Case Presentation: A 39-year-old woman with obesity, PTSD, anxiety presented to the ED following a high-speed motor vehicle accident. Comprehensive trauma CT imaging showed no acute traumatic injury; however, CT chest revealed multiple large bullae confined to the right lung, predominantly within the lower lobe, initially raising concern for placental transmogrification (Fig. 1). She was a lifelong never-smoker with a 2-year history of progressive exertional dyspnea previously attributed to mild sleep apnea by her PCP. Pulmonology evaluation demonstrated mild airflow obstruction (FEV1 73%, FEV1/FVC 0.68) with severe air trapping (RV 207%, TLC 113%) and preserved diffusion capacity (Fig. 2). Given the lesion’s unilateral nature, she underwent a right lower lobectomy with a right upper lobe wedge resection. Histopathology revealed multilocular respiratory-epithelial–lined cyst with ciliated columnar epithelium, variable smooth muscle, and focal fibrosis, favoring congenital pulmonary airway malformation (CPAM) type 1. Follow-up imaging showed minimal residual emphysema, and she remained clinically stable on budesonide–formoterol, nasal steroids, weight-loss therapy, and pulmonary rehabilitation.
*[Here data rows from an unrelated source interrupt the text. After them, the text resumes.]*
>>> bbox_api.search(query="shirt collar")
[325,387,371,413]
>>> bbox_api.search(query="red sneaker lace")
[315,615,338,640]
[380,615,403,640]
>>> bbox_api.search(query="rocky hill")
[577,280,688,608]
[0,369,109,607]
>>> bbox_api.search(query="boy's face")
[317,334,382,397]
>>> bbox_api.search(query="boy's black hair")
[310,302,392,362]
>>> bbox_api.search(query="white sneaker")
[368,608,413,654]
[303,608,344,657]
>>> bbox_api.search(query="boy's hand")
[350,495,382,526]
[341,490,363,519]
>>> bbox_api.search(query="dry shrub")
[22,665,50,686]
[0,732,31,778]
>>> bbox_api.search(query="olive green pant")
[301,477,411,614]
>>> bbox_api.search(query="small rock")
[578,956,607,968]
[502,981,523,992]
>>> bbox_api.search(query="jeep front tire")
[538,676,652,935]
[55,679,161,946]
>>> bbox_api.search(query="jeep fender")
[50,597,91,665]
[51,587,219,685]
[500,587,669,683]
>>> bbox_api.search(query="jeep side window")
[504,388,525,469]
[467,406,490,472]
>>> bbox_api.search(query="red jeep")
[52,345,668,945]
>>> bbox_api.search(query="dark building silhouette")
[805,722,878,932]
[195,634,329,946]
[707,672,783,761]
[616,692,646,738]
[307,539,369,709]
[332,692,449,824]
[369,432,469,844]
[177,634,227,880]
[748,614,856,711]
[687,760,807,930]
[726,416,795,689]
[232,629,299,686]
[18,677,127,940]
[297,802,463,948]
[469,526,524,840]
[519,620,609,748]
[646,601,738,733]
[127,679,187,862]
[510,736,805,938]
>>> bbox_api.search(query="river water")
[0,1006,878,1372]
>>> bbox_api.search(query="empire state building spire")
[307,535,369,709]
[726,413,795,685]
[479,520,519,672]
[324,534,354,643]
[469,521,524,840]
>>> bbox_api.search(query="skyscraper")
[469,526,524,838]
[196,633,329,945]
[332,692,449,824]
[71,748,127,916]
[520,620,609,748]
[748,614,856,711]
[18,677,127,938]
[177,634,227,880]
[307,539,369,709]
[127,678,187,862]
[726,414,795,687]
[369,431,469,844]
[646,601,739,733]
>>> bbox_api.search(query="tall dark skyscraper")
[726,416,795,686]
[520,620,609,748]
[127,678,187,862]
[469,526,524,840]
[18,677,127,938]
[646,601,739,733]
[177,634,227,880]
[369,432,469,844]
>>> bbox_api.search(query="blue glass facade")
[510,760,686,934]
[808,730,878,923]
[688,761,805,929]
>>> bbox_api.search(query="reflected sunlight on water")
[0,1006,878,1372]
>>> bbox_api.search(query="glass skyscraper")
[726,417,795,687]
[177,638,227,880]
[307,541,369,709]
Discussion: CPAM is a congenital cystic lung malformation typically diagnosed in utero or early childhood; adult presentation is rare and often occurs incidentally or in the setting of complications such as infection or pneumothorax [1]. Given its characteristics, CPAM may closely mimic emphysematous disease radiographically, contributing to diagnostic uncertainty [2]. In this case, the lesion was identified only because of trauma imaging, despite several years of progressive dyspnea. The initial concern for placental transmogrification underscores how radiologic findings alone can be misleading, particularly for rare cystic lung disorders. Surgical pathology was ultimately required to clarify the congenital nature of the lesion and exclude malignancy. Because adult-diagnosed CPAM is uncommon, unfamiliarity with its radiographic patterns may heighten patient anxiety and delay appropriate evaluation. Additionally, her relatively subtle symptoms likely contributed to the delayed recognition of this underlying congenital abnormality.
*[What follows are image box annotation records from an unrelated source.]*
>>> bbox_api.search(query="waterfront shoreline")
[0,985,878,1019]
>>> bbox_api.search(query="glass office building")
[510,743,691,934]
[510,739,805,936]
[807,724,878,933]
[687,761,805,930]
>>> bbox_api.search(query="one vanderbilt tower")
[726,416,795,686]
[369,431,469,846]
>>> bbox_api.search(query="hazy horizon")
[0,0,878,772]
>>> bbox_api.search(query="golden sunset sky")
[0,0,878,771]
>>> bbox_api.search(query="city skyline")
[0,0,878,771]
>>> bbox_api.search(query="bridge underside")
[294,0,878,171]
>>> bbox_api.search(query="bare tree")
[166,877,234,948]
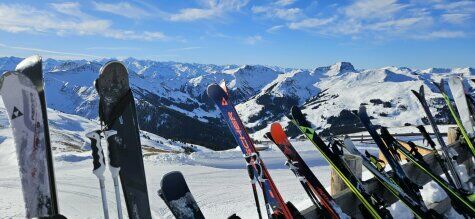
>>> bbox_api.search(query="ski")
[291,106,392,218]
[343,137,439,218]
[158,171,205,219]
[266,123,343,219]
[95,61,152,218]
[433,80,475,157]
[396,142,475,216]
[357,106,425,206]
[357,106,425,206]
[411,85,463,189]
[449,75,475,137]
[0,56,59,218]
[207,83,293,218]
[417,125,456,187]
[86,130,109,219]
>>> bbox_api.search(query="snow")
[15,55,41,71]
[0,108,468,218]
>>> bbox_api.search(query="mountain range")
[0,57,475,150]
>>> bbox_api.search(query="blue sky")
[0,0,475,68]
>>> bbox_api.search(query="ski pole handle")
[86,130,105,180]
[104,130,120,178]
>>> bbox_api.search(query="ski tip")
[99,60,129,75]
[264,132,276,144]
[15,55,42,72]
[270,122,289,144]
[290,106,312,127]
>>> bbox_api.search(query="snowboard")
[95,61,152,219]
[158,171,205,219]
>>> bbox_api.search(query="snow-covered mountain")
[0,57,475,149]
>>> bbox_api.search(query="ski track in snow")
[0,105,470,218]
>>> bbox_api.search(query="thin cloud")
[167,46,203,52]
[86,46,140,50]
[168,0,249,22]
[266,25,285,33]
[244,35,262,45]
[442,14,472,24]
[0,43,103,58]
[289,18,334,30]
[0,3,170,41]
[92,1,151,19]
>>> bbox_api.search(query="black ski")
[396,142,475,217]
[266,122,343,219]
[291,106,392,218]
[412,85,463,189]
[95,61,152,219]
[357,106,425,206]
[343,137,440,218]
[158,171,205,219]
[0,56,59,218]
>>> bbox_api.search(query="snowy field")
[0,108,468,218]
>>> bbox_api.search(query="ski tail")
[207,83,293,218]
[397,140,475,215]
[158,171,205,219]
[412,85,463,189]
[291,106,392,218]
[270,123,341,218]
[417,125,457,188]
[0,70,58,217]
[433,79,475,157]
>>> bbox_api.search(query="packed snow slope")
[0,57,475,150]
[0,103,464,219]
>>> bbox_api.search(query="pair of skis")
[86,130,122,219]
[291,106,392,218]
[0,56,64,218]
[266,123,343,219]
[207,83,294,218]
[355,106,427,210]
[343,137,438,218]
[94,61,152,219]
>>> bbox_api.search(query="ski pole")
[104,130,122,219]
[86,130,109,219]
[245,157,262,219]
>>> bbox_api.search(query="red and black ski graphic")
[207,84,293,218]
[267,123,341,219]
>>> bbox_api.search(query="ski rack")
[301,141,473,218]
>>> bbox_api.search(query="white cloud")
[289,17,334,30]
[0,43,103,58]
[414,30,466,39]
[167,46,203,52]
[93,2,151,19]
[368,17,432,31]
[0,3,168,41]
[344,0,406,19]
[170,8,217,21]
[251,6,303,21]
[266,25,285,33]
[442,14,472,24]
[244,35,262,45]
[275,0,296,6]
[434,1,475,13]
[169,0,249,21]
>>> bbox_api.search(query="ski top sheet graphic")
[0,72,56,218]
[268,123,346,219]
[207,83,292,218]
[158,171,205,219]
[95,61,152,219]
[291,106,392,218]
[449,75,475,137]
[343,136,440,218]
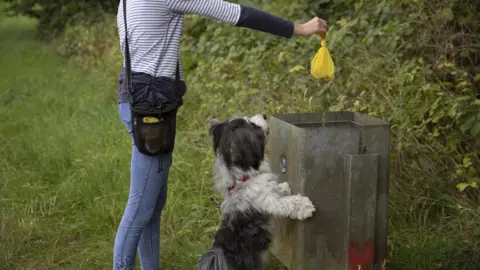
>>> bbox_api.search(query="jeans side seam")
[116,151,153,266]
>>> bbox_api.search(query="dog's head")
[209,114,269,171]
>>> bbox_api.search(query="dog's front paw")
[291,195,315,220]
[278,182,292,196]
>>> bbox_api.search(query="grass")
[0,11,480,270]
[0,13,223,269]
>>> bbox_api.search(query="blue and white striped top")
[117,0,293,103]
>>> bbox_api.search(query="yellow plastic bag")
[310,34,335,80]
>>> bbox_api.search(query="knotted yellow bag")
[310,36,335,80]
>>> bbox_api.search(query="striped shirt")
[117,0,293,103]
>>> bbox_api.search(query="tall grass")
[0,2,480,270]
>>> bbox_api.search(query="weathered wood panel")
[270,112,390,270]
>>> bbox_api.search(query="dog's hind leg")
[278,182,292,196]
[256,193,315,220]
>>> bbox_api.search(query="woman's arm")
[166,0,328,38]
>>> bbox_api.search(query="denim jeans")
[113,103,172,270]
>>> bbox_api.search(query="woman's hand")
[293,17,328,37]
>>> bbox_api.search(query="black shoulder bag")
[123,0,181,156]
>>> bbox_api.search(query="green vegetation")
[0,0,480,270]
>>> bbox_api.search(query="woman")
[113,0,328,270]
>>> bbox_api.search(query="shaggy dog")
[197,115,315,270]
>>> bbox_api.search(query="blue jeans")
[113,103,172,270]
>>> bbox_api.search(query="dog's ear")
[208,118,222,130]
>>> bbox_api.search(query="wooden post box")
[269,112,390,270]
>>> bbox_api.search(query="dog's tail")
[197,247,230,270]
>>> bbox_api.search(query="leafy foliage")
[3,0,119,37]
[3,0,480,269]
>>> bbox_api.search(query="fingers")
[294,17,328,36]
[313,17,328,34]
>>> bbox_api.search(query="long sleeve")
[167,0,294,38]
[166,0,241,25]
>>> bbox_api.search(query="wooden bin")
[269,112,390,270]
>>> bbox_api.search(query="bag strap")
[122,0,180,103]
[122,0,133,98]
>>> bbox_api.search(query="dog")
[196,114,315,270]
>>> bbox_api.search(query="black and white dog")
[197,115,315,270]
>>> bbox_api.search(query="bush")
[4,0,119,37]
[9,0,480,269]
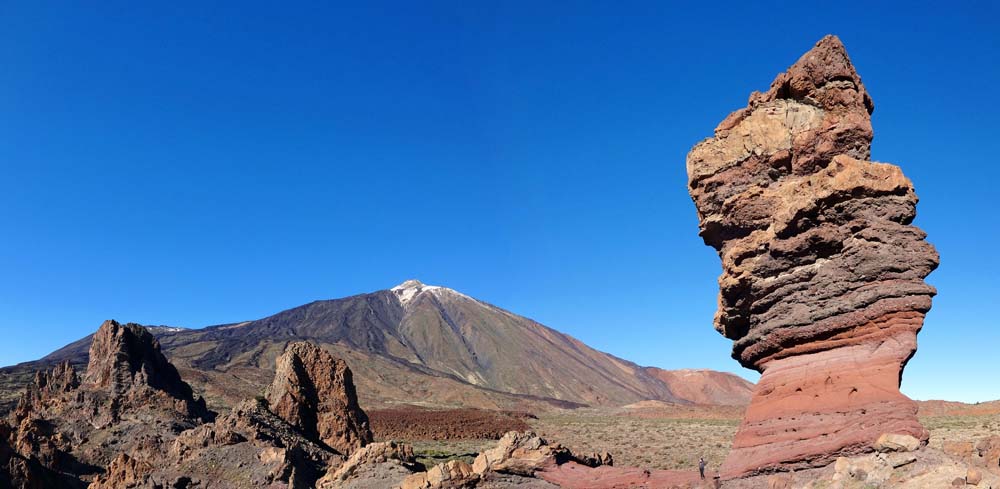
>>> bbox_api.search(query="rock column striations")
[687,36,938,477]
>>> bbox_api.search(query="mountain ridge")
[0,280,749,409]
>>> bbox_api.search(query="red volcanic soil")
[368,407,534,440]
Conclusions: This case highlights the challenges posed by incidental findings, the central role of hospitalists in navigating diagnostic uncertainty, and the importance of a thorough workup of dyspnea. Incidental discoveries, such as this patient’s unilateral bullous imaging, often lack clear clinical pathways and can mimic other conditions. Because imaging alone can be misleading, internists play a key role in determining which findings warrant further evaluation, coordinating multi-disciplinary specialty input, and guiding patients in managing the anxiety that accompanies unclear results. This case also underscores the diagnostic limitations of imaging alone and the value of multidisciplinary consults in establishing an accurate diagnosis and guiding management.

IMAGE 1: Fig. 1: Chest CT demonstrates a cluster of cysts/pneumatoceles in the right lung, predominantly within the right lower lobe, along with a small 4 mm nodule in the right upper lobe.

IMAGE 2: Fig. 2: Flow-volume loop (left) demonstrates mild obstruction (FEV1 73%, FEV1/FVC 0.68); volume-time curve (middle) shows delayed rise to plateau reflecting reduced expiratory flow; lung volumes (right) demonstrate severe air trapping (RV 207%, TLC 113%) with preserved diffusion capacity.